---
title: Math Conjecture Trainer
sdk: gradio
sdk_version: "6.6.0"
python_version: "3.10"
app_file: app.py
pinned: false
emoji: 🧮

---

# Math Conjecture Command Center

An autonomous training app for Lean-aware and math-reasoning base models that runs multi-stage curriculum fine-tuning on Space GPU, executes post-training quality evaluation, and publishes only qualified adapters, checkpoints, and run reports to your Hugging Face model repository.

The UI now uses a dark graphite command-center aesthetic with tactical green/cyan telemetry accents, higher-contrast cards, and mobile-friendly stacking while preserving the existing training controls.

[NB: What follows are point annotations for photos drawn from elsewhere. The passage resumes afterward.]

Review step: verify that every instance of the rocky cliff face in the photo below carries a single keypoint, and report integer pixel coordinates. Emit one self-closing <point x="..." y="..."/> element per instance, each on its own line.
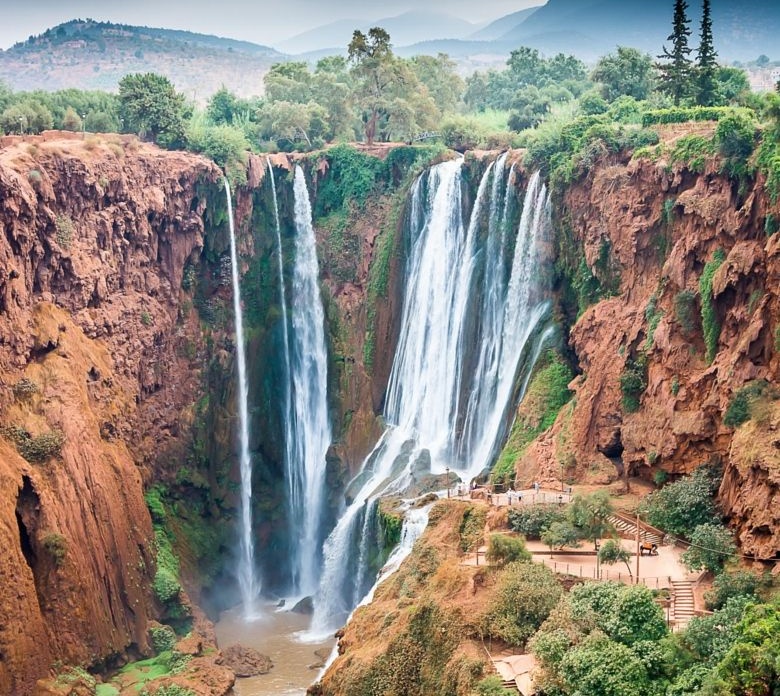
<point x="649" y="231"/>
<point x="94" y="238"/>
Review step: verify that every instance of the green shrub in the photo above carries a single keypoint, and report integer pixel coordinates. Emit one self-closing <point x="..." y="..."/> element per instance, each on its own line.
<point x="693" y="152"/>
<point x="679" y="507"/>
<point x="685" y="311"/>
<point x="503" y="549"/>
<point x="492" y="686"/>
<point x="24" y="388"/>
<point x="525" y="596"/>
<point x="166" y="583"/>
<point x="712" y="545"/>
<point x="163" y="638"/>
<point x="35" y="449"/>
<point x="740" y="583"/>
<point x="472" y="528"/>
<point x="709" y="318"/>
<point x="683" y="114"/>
<point x="57" y="547"/>
<point x="547" y="393"/>
<point x="735" y="137"/>
<point x="633" y="382"/>
<point x="739" y="410"/>
<point x="532" y="520"/>
<point x="64" y="230"/>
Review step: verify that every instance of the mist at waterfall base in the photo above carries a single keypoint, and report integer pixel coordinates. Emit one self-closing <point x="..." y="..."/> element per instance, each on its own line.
<point x="474" y="320"/>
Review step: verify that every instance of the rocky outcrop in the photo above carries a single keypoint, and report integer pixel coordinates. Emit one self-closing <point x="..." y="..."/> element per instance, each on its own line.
<point x="94" y="238"/>
<point x="647" y="231"/>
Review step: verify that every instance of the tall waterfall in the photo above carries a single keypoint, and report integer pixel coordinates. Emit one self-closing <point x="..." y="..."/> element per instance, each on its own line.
<point x="247" y="580"/>
<point x="307" y="431"/>
<point x="471" y="316"/>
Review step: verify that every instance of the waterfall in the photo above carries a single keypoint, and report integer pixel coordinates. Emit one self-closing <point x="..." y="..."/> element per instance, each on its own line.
<point x="247" y="581"/>
<point x="307" y="432"/>
<point x="473" y="314"/>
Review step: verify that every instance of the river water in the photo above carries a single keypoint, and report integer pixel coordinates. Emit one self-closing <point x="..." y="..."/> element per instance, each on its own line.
<point x="275" y="635"/>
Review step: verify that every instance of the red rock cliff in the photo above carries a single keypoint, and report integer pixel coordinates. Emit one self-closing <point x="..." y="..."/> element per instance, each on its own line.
<point x="651" y="228"/>
<point x="94" y="236"/>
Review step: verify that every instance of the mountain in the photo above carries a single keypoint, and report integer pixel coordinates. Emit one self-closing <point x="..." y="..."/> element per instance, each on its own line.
<point x="404" y="29"/>
<point x="589" y="29"/>
<point x="502" y="25"/>
<point x="743" y="28"/>
<point x="96" y="55"/>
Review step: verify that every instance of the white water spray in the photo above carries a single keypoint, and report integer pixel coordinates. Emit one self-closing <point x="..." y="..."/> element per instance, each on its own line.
<point x="308" y="432"/>
<point x="469" y="317"/>
<point x="247" y="580"/>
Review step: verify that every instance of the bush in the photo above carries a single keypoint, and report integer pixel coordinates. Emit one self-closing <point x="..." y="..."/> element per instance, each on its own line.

This Space is the training app for `maths-conjuncture-solutions` and is wired to:

- dataset: `NorthernTribe-Research/math-conjecture-training-corpus`
- model repo: `NorthernTribe-Research/math-conjecture-model`

## End-to-end flow

1. Download released parquet splits (`train/validation/test`).
2. Build runtime config from `configs/math_conjecture_sota.yaml` (default answered-conjecture solver profile).
3. Run 4-stage curriculum LoRA fine-tuning with `scripts/train_sota.py`.
4. Run post-train evaluation (`pass@1`, `pass@k`, exact/boxed, family metrics).
5. Apply quality gate thresholds before hub push.
6. Emit `training_summary.json` + `post_eval_report.json` and stream live telemetry in UI.

## Access posture

Credentials and publish permissions are handled by deployment runtime settings.

## Operations controls

- `Autonomous Mode`: enabled by default; applies full-stage training/eval/gate/publish profile automatically.
- `Continuous Auto-Restart`: enabled by default; after each cycle ends, the next training cycle starts automatically until cancelled.
- `Run Evaluation After Training`: toggles post-train eval in runtime config.
- `Enforce Quality Gate`: enables/disables promotion gate checks.
- `Gate Min pass@1`, `Gate Min pass@k`, `Gate Min Rows`: runtime gate thresholds.
- `Telemetry Deck`: real-time stage progression, runtime posture, training-loss graph (sparkline), artifact index, and recent-run outcomes.
- `Run Log (Live Stream + Summary JSON)`: unified panel for line-by-line runtime stream, heartbeats, and structured run summary.
- `Validation Mode (No Training)`: validates pipeline with `--dry-run`.
- `Force Dataset Redownload`: bypasses cached parquet files.
- `Abort Active Run`: cancels active subprocess tree.

## Artifacts

- runtime config: `workspace/runtime/math_conjecture_sota.runtime.yaml`
- run output root: `workspace/runs/math-conjecture-sota`
- final adapter: `workspace/runs/math-conjecture-sota/final_adapter`
- training summary: `workspace/runs/math-conjecture-sota/training_summary.json`
- post-eval report: `workspace/runs/math-conjecture-sota/post_eval_report.json`
- run history index: `workspace/runtime/run_history.json`
- per-run records: `workspace/runtime/run_records/<run_label>.json`

## Notes

- Full training runs on GPU when available and automatically falls back to CPU mode when CUDA is unavailable.
- Default SOTA profile uses `Qwen/Qwen2.5-Math-7B-Instruct` for answered-conjecture solving and Lean/formal-proof alignment.
- Alternate SOTA profile `configs/qwen25_math_sota.yaml` targets `Qwen/Qwen2.5-Math-7B-Instruct`.
- App handles Gradio copy-button compatibility across versions automatically.
- The interface is optimized to stay legible on mobile, with telemetry cards collapsing into a single-column stack.

## Production Hardening

Before deployment, run:

```bash
python scripts/preflight_check.py
python -m unittest discover -s tests -v
```

Optional deeper validation (runs stage-1 dry-run training check):

```bash
python scripts/preflight_check.py --run-training-dry-run
```

Continuous mode now includes two production fail-safes:

- restart cooldown between cycles (default `15s`)
- circuit breaker that stops after consecutive non-success cycles (default `3`)

Environment overrides:

- `CONTINUOUS_RESTART_DELAY_SECONDS` (integer, `>=0`)
- `CONTINUOUS_MAX_CONSECUTIVE_FAILURES` (integer, `>=1`)
- `APP_LOG_MAX_CHARS` (integer, `>=20000`; default `200000`)
- `RUN_HISTORY_LIMIT` (integer, `>=5`; default `80`)

Recommended runtime secrets posture:

- set `HF_TOKEN` / `HUGGINGFACE_HUB_TOKEN` from Space secrets
- avoid storing long-lived API tokens in repository files

Detailed deployment/rollback steps are documented in `PRODUCTION.md`.

## Validation Record

- Latest verification and hardening run details are recorded in `VALIDATION_LOG.md`.